ただ、犬養さんの好みはおれからするとかなり渋い。煎餅やおかきならまだいい方で、栗しぐれやら水無月やら、じいちゃんばあちゃんの家で見るようなお菓子が出てくると、おれはしょっぱい気持ちになる。
「光太くんと慧くんにも。はい、どうぞ」
今日の差し入れはプチ最中だった。悪くない。
「今日も本当にありがとうねえ。みんなも散歩に行けて嬉しそうだったし、いつも本当に助かるよ」
「いえいえ、おれも犬たちに会えるのが嬉しいですし、何より大恩人の犬養さんのこと、おれ、大好きですから!」
「ありがとう。嬉しいよ」
てれてれと頭をかく犬養さんはかわいらしいが、告白したのに今日もさらりと流されてしまった。けれど、一度でダメなら二度言うまでだ。

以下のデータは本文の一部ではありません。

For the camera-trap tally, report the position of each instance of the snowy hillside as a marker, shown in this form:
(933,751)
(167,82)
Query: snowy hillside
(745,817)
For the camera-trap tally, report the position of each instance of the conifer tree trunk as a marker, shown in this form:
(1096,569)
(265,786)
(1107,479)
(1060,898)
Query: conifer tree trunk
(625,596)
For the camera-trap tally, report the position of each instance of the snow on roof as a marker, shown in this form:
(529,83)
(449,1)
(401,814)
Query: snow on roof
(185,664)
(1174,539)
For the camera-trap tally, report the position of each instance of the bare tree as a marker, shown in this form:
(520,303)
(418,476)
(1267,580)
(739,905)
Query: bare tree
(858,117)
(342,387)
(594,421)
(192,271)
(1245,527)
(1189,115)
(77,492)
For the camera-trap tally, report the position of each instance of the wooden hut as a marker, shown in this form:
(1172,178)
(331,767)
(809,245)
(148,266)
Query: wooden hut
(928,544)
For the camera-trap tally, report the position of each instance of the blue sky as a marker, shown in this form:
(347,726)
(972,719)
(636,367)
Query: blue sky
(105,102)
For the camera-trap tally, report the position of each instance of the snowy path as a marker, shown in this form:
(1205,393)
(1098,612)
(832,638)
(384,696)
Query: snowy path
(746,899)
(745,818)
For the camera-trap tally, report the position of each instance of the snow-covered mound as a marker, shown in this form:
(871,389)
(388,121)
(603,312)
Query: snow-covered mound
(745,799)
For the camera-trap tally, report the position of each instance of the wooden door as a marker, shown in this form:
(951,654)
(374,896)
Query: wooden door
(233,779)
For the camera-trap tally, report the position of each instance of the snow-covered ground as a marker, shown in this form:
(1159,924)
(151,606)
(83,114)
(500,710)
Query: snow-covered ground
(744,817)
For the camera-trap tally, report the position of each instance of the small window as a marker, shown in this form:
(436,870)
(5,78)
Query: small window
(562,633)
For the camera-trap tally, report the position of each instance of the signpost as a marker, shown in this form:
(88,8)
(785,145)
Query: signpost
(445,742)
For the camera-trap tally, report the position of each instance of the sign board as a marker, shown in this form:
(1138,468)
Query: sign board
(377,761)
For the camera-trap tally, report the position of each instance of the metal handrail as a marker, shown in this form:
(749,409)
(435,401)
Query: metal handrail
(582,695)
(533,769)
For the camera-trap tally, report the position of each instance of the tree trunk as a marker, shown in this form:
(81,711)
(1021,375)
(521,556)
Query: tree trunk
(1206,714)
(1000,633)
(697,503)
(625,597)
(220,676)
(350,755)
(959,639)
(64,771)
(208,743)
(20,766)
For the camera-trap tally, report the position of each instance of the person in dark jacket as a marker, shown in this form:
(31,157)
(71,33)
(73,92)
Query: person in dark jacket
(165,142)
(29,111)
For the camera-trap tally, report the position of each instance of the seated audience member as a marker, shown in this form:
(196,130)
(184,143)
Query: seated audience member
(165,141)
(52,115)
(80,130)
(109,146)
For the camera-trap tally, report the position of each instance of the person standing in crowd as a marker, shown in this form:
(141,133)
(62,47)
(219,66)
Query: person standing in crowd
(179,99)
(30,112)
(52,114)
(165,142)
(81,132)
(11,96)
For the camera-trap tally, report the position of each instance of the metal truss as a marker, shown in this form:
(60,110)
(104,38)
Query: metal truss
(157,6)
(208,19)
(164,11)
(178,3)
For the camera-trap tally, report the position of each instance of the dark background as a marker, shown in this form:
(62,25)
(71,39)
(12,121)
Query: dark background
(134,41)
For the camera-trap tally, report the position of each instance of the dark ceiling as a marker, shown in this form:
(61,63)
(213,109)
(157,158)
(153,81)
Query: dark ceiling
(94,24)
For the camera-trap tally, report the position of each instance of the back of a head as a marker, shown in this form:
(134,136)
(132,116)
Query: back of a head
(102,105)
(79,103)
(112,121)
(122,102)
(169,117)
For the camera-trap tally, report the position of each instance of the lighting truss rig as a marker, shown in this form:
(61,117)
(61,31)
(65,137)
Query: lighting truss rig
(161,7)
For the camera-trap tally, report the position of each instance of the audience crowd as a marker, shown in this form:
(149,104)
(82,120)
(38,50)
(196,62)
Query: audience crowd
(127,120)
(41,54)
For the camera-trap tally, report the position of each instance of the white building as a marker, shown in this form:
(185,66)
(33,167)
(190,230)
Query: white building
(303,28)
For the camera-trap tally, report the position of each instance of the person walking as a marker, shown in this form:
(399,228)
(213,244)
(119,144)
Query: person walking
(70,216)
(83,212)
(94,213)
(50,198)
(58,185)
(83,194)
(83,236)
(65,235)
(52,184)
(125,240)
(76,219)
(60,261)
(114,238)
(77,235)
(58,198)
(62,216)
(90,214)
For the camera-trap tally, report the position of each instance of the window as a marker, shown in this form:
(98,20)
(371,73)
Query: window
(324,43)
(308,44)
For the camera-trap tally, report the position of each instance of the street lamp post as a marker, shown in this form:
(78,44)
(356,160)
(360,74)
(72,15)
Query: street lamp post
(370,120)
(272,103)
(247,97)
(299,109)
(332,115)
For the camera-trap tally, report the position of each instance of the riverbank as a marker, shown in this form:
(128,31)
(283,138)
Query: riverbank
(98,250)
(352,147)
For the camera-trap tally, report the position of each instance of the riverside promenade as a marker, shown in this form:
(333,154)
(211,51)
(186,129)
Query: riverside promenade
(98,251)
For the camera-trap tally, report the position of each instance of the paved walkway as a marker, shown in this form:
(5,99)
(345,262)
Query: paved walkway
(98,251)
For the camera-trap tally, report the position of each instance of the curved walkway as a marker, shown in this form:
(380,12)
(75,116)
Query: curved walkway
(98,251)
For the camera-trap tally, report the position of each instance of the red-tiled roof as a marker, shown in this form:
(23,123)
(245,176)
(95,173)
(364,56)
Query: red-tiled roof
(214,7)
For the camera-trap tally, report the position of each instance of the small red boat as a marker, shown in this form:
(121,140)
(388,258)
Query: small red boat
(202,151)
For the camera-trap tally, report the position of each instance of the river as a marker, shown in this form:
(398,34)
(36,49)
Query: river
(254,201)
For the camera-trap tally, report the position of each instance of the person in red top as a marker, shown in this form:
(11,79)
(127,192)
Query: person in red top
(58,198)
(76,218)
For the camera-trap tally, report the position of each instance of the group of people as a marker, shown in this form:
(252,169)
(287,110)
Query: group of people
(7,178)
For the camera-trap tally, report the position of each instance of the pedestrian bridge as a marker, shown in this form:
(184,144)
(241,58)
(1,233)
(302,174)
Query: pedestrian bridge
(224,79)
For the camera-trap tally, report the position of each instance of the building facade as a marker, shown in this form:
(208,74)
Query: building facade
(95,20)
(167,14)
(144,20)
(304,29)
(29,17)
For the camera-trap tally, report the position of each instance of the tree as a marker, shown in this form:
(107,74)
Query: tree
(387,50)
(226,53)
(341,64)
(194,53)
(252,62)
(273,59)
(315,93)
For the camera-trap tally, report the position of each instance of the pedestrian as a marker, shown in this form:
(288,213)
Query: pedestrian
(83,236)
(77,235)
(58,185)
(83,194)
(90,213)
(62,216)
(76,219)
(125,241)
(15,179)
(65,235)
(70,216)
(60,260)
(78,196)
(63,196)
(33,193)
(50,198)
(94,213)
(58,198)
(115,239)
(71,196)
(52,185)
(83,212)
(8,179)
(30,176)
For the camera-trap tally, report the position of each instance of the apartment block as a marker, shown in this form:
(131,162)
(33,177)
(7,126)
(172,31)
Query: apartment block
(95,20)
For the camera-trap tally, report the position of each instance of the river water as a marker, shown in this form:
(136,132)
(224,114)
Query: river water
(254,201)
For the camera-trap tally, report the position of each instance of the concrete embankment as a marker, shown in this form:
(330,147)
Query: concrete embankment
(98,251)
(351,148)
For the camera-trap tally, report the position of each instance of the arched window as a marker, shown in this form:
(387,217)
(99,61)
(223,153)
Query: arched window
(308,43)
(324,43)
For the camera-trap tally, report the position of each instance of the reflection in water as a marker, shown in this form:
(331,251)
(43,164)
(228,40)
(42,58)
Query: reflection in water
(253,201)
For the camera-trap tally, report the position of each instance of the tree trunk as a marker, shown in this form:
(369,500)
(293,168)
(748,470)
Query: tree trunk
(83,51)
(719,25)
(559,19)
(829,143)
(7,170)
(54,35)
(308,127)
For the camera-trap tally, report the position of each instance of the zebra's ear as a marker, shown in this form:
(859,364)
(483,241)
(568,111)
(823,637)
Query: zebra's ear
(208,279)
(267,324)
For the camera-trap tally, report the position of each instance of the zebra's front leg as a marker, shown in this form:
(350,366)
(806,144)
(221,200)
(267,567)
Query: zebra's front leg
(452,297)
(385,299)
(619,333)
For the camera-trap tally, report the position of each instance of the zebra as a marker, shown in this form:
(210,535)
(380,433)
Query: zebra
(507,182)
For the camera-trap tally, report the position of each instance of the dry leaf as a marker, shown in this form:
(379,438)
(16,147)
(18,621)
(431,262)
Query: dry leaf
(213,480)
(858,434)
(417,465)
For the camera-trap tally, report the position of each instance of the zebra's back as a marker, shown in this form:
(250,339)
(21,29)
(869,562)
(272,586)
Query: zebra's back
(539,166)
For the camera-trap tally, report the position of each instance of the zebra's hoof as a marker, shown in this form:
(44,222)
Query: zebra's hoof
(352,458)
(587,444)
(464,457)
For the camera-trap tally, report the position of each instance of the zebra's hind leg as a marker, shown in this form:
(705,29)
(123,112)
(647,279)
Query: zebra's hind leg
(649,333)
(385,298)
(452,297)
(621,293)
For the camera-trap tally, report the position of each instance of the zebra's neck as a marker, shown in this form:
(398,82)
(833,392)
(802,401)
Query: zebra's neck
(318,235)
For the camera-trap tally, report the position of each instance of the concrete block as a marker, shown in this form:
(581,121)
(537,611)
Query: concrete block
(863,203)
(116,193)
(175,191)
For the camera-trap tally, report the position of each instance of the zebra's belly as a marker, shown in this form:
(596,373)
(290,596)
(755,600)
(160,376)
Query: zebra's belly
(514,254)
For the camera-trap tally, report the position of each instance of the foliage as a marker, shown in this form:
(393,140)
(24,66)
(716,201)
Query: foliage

「おれ、犬養さんが好きです! おれと付き合ってください!」
「気持ちは嬉しいけど、それはできないなあ」
苦笑する犬養さんに、ぐぬぬとおれは歯噛みする。
「あらまあ光太くん、またやってるの」
「昔っから変わらないねえ。『犬養さん、おれと結婚してください!』って言ってたものねえ」
くすくすと微笑ましそうに笑うスタッフさんたちに、目だけの抗議を無言で向ける。子どものときに出会うとこれだから厄介なのだ。何年経っても誰も彼もがいつまでもおれのことを子ども扱いしてくる。
おれはキッと犬養さんを見上げた。
「おれの何がダメなんですか?」
「ダメというかね、まず光太くんは、別に私と付き合いたいわけじゃないだろう?」
問われてちょっと考える。そう言われるとそうかもしれない。おれは犬養さんのようになりたいのであって、別に恋人になりたいわけではない。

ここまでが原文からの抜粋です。